A problem about calling sort function with long array

[ayuan0828]

Version: JerryScript 2.4.0

Description:

When I run the following program, I have an interesting discovery that jerryscript can neither output "right" normally, just like hermes; At the same time, it will not report overflow errors like xs. I think it may have some problems.

Test case:

a = [];
a.length = 0xfffff;
a.sort();
print("right");

Output of jerryscript:

Output of hermes:

right

Output of xs:

Error: stack overflow

[aksdfauytv]

I think ecma_deref_ecma_string (prop_name_p); is missing at the end of the first loop in ecma_builtin_array_prototype_object_sort

[Ginni1110]

May I ask if there is a problem when judging whether the length of the array is valid?

Is it executing this part of the code and exiting the loop directly?
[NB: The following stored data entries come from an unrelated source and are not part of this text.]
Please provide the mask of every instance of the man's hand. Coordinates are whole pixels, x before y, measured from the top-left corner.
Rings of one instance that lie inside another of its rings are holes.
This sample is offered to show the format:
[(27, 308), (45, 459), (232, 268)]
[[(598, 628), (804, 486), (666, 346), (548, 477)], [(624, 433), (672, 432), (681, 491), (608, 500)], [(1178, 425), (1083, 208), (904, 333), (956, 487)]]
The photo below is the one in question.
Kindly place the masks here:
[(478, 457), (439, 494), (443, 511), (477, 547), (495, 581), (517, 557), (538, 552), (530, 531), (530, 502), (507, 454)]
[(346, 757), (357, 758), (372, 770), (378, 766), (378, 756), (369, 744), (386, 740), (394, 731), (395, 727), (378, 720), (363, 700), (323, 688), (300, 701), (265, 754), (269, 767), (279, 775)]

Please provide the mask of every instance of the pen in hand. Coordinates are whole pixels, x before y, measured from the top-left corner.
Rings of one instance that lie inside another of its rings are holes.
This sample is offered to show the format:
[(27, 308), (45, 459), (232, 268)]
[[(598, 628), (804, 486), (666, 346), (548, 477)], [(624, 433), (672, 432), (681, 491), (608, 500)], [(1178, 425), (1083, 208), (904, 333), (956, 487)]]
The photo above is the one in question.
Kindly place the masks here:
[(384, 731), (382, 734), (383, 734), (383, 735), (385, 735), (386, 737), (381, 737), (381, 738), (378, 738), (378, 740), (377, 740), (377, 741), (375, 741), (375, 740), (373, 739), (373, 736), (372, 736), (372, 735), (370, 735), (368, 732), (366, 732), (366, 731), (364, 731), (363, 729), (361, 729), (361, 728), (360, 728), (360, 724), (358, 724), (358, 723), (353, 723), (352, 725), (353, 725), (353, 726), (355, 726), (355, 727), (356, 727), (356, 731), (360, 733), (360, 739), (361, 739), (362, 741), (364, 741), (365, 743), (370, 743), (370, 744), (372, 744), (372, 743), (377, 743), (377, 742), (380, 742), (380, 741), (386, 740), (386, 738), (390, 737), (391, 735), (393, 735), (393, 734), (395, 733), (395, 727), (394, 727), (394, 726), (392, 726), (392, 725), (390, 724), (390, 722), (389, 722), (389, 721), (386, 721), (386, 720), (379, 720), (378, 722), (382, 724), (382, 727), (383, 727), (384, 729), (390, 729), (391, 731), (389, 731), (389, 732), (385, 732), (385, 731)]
 if (ECMA_IS_VALUE_ERROR (get_desc))
    {
      ecma_collection_free (array_index_props_p);
      ecma_deref_ecma_string (prop_name_p);
      return get_desc;
    }

[ayuan0828]

When I try to execute print (a), if a.length=0xffff, it can output, but if a.length=0xfffff, it cannot. Perhaps this is a problem with handling stack overflows without printing output to the console?

[zherczeg]

I checked the latest (1a2c04763aba49f52b1537acd3730098c873511c) jerry, and I got JERRY_FATAL_OUT_OF_MEMORY for this example. It fails when it copies the data into an internal sort buffer.